The headland that defines Criccieth carries the ruins of one of the most extraordinary castles in Wales - a fortress that began as a Welsh princely stronghold of the early thirteenth century, was captured by Edward I in 1283 during his conquest of Gwynedd, then burnt by Owain Glyndwr's rising in 1404 and never rebuilt. What survives is a twin gate-tower and inner walls perched on a black rock that breaks straight up out of Cardigan Bay. The dark stone gives the headland its Welsh name, Craig-y-Castell. Turner painted it in the 1830s, slightly inaccurately - he sketched it from life but in the finished oil reversed the building, turning it into a mirror image of itself. The ruins still dominate every approach to the town.
The Criccieth Golf Club opened in 1906, a nine-hole course on the upland behind the town with views all the way to Snowdonia. By the 1920s it had become one of Lloyd George's regular haunts - he had grown up two miles away in Llanystumdwy, returned to Criccieth as a young solicitor, and represented Caernarfon Boroughs as MP for fifty-five years. Bonar Law, who succeeded him as Prime Minister in 1922, played the course as Lloyd George's guest. Churchill, who admired Lloyd George politically though he eventually replaced him as the senior Liberal-then-Conservative voice in British politics, played here too. The story that all three were on the course on the same day is one of those small historical curiosities that captures how concentrated British political life of that era was around a handful of country houses and country clubs. The course closed on New Year's Eve 2017.
Lloyd George was born in Manchester in 1863 but his family moved to Llanystumdwy when he was an infant, and he spent his school years walking the lanes around Criccieth. He married Margaret Owen of Mynydd Ednyfed, a farm overlooking the town, in 1888. Their daughter Megan, born in 1902, became the first female MP in Wales. Their nephew William George, born in 1912, became a poet of some note. The Memorial Hall on Y Maes was completed in 1925 to a design by Morris Roberts of Porthmadog that fuses art deco and arts and crafts, with the foundation stone laid by Lloyd George himself three years earlier. The whole town quietly orbits the Lloyd George constellation, even now, eighty years after his death.

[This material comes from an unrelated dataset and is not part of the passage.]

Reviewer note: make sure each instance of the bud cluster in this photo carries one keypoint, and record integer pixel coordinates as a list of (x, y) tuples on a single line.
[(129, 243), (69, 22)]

Criccieth is one of the strongest Welsh-language towns on the coast, with 64% of residents speaking Welsh at the 2011 census and 94% of pupils at Ysgol Treferthyr, the local primary, fluent in it. The National Eisteddfod was held here in 1975 - a marker of cultural prestige in modern Welsh life - and the new housing estate of Gorseddfa now stands where the Gorsedd stones were raised that year. The Memorial Hall still hosts the annual Criccieth Festival. Sunday evening hymn singing on the small green at Abermarchnad - the site of the medieval market - has continued for more than a century. JB Priestley sang here. So did Megan Lloyd George. The Welsh tradition of communal hymn singing, cymanfa ganu, is not a museum piece in Criccieth.

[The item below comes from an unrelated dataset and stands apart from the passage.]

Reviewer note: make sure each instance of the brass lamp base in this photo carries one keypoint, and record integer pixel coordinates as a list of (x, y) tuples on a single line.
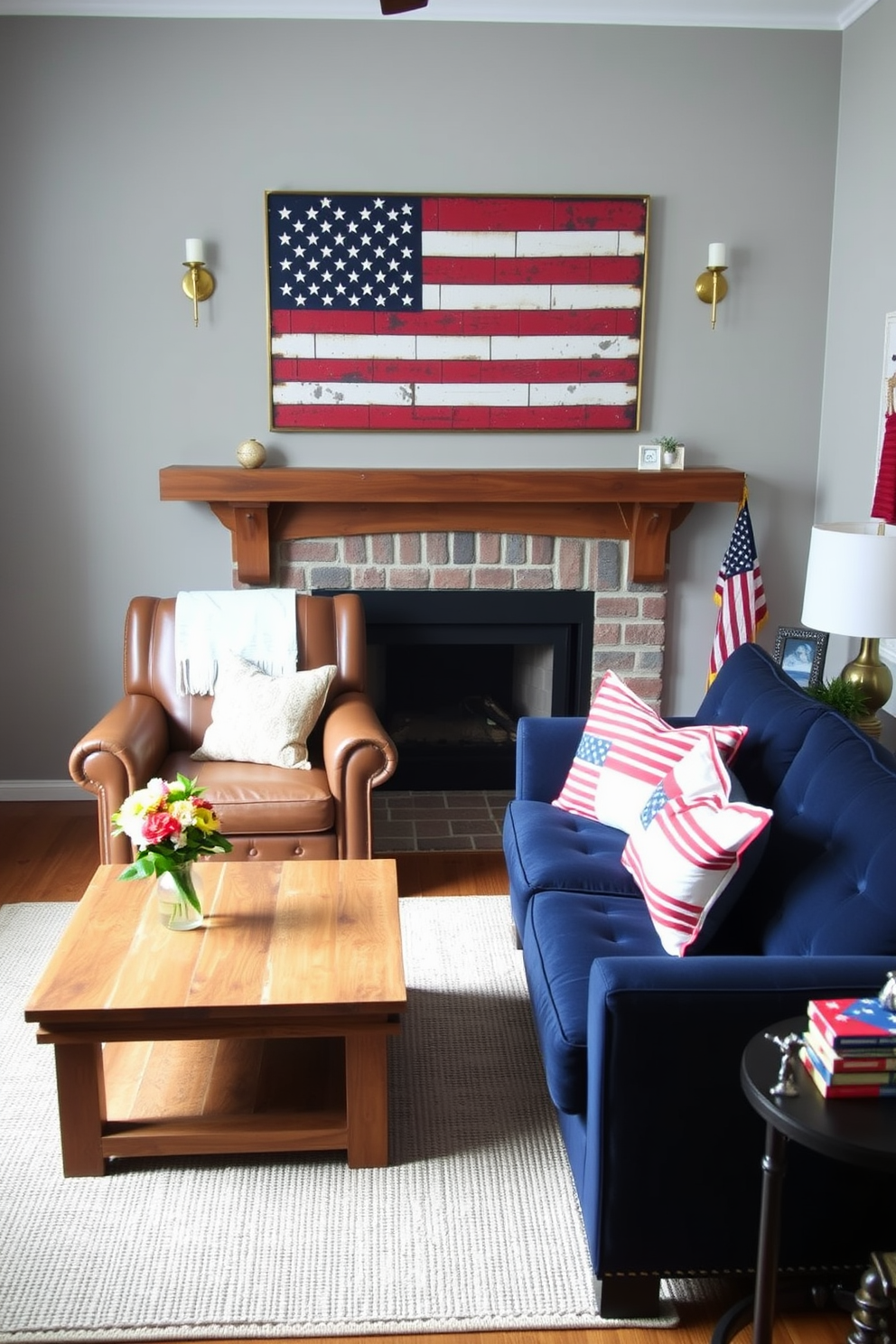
[(873, 680)]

What pulls visitors now is the same combination that pulled the Victorian holidaymakers: a south-facing beach safe enough for children, fish enough in the bay to keep sea anglers happy, ice cream from the original Cadwalader's parlour that opened on Castle Street in 1927, the castle ruins for the hour after lunch. Trains run on the Cambrian Coast Line through Pwllheli to Machynlleth, and through onward to Birmingham and Wolverhampton. The TrawsCymru T2 bus stops in Y Maes. Robert Graves once wrote a comic poem about Criccieth - 'Welsh Incident', about mysterious creatures that came out of the sea caves one Tuesday afternoon - and the town is mostly content to be the kind of place where things like that almost seem plausible.
52.92°N, 4.24°W on the south coast of the Llŷn Peninsula, with the dark rock of Criccieth Castle marking the headland. Best viewed at 1,500-2,500 ft to take in the twin beaches either side of the castle, the curve of Cardigan Bay east to Porthmadog, and the Snowdonia massif behind. EGCK (Caernarfon) is 14 nm north-west.